After Diwali came the inevitable cloud of smog in Delhi. The fact that smog is going to arrive any moment was known to every single person living in Delhi, just the intensity of this smog was a bit surprise. And why not? The toxicity of air was 14-16 times more than the safe limit. The PM 2.5 level skyrocketed making people vulnerable to various respiratory problems. Usually when the smog checks in, a translucent greyish layer of air cover the city. But this winter, this layer was quite thick, almost opaque.
As this year's smog came right after Diwali, a number of people directly blamed Diwali's crackers for it. On the other hand, some remain critical of the farmers of Punjab and Haryana who burned their paddy releasing poisonous gases in the air that reached Delhi through wind. While both burning crackers or crops fairly invite criticism not because they polluted the air but because these actions could have been avoided or minimized.
Diwali is celebrated everywhere in India and the crops are burnt every year in Punjab, Haryana and other paddy growing regions. If India's festival of light is to blame, the entire country should have been covered with smog. And, the foul air produced as a result of crop burning should affect Punjab and Haryana first. They did add up to the already polluted air and caused a spike but none of them can be blamed alone.
The rapid industrialization and urbanization, ignoring the threats imposed on environment, is one of the key factors that has consistently deteriored air quality of Delhi. The idea of sustainable development looks good only in textbook. In practice, we focus only on development. Corruption, too, can be blamed for the breach of environmental norms. Therefore, the toxic air in Delhi and north India is the result of all factors aggregated together. And, to deal with it every factor has to be dealt with separately.
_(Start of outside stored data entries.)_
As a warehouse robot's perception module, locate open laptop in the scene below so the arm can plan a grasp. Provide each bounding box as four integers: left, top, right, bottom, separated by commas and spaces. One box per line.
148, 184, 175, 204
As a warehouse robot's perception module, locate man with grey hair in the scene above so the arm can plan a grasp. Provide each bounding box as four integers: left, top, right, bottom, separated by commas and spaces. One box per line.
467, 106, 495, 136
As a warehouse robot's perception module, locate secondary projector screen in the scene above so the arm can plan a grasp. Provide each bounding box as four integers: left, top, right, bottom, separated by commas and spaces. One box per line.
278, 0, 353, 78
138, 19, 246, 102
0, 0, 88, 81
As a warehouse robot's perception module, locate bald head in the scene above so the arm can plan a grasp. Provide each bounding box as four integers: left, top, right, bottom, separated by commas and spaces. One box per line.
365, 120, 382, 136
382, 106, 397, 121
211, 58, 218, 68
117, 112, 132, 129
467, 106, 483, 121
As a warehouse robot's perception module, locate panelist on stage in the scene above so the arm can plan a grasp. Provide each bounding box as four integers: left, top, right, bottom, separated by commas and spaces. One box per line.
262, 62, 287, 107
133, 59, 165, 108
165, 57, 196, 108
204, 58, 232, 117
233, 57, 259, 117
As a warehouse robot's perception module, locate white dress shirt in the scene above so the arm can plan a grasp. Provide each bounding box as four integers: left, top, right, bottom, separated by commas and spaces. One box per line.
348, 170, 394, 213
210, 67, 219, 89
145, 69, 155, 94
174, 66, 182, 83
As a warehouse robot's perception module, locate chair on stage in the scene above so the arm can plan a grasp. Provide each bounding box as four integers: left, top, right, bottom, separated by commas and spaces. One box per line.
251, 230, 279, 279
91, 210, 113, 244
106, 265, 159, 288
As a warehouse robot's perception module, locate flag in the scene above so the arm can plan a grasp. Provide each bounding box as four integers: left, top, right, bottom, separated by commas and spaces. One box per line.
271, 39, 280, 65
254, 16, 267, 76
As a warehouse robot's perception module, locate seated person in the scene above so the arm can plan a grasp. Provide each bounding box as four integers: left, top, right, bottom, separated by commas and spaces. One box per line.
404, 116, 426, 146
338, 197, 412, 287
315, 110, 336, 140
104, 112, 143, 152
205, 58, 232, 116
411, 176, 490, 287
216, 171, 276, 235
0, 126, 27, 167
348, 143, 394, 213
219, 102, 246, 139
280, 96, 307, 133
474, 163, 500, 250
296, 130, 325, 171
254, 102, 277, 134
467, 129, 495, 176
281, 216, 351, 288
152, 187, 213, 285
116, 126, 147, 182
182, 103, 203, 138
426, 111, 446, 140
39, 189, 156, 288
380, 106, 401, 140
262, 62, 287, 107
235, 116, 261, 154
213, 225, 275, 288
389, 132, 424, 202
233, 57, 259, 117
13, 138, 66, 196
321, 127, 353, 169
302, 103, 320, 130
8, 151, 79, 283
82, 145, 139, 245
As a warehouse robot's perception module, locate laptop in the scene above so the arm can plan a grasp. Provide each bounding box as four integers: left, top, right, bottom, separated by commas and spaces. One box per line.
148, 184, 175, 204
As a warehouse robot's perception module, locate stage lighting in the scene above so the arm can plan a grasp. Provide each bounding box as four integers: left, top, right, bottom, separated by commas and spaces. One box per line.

The problem in fact is not just limited to Delhi. The whole of North India is dangerously polluted. The latest WHO list names four Indian cities in their list of world's ten most polluted cities in terms of annual average PM 2.5 levels. They include Allahabad, Gwalior, Patna and Raipur. The top 50 list features 22 Indian cities.
The emissions coming out of factories and automobiles is not fitted with PM filters mainly because they are expensive. The major source of power in India is still coal. Unless Delhi expand its renewable source of energy and become independent of conventional energy, the smog is not going anywhere.
Delhi government took a slew of measures to reform the city public transport. The public transport is already working on CNG and electricity. So, no big reform is needed there. As Delhi's buses and metros have to bear extra load and are always full of people, a large number of private cars are coming on the road everyday. Their emissions add up together making Delhi's air worse.
The odd-even rule was a part of Delhi Chief Minister's private campaign. After coming to power, the CM, apart from accusing Prime minister Modi for absurd reasons, only focused on this scheme. People, at a time, was optimistic about odd even and willingly participated. To silence the critic, the CM blamed BJP for whatever failure it had and alleged that they are trying hard not to make this ‘visionary’ scheme successful in Delhi. He then also declared the scheme - a grand success.
When you do cheap politics over issues like pollution, that is everyone's natural problem, it even mess up all the sincere efforts done previously. It demoralize the working force making it even hard to deal with the situation in hand.
To get out of this mess, the rich in India, particularly Delhi, have begun to insulate themselves from the toxic air. It's not their fault, clean air is the most basic needs of any living being on this planet. If one can get clean air by shelling out some money, people will not hesitate to do that. Money is always secondary when survival is under threat. Fortunately, at this moment the situation is not that tense, though, it is alarming. But, some companies are milking Delhi's misery. Like water purifiers, these companies are now eyeing for their air purifiers to be installed in every household. They are selling ‘clean air’ by creating a panick among people in baba Ramdev style. Buy it or face respiratory problems. They fully know that the advertisement based on the threats of medical complexities can even extract money from middle class people.
When the air was unadulterated, everyone had ‘equal’ rights over it but now only ‘polluted’ air is for everyone, the ‘purified’ air is for limited number of people. A rich doesn't need a government, the poor do. Therefore, the government must step in to fight air pollution before the poor are completely devoid of the atmospheric oxygen. After all, the air purifiers or even good quality masks are not in reach of poor.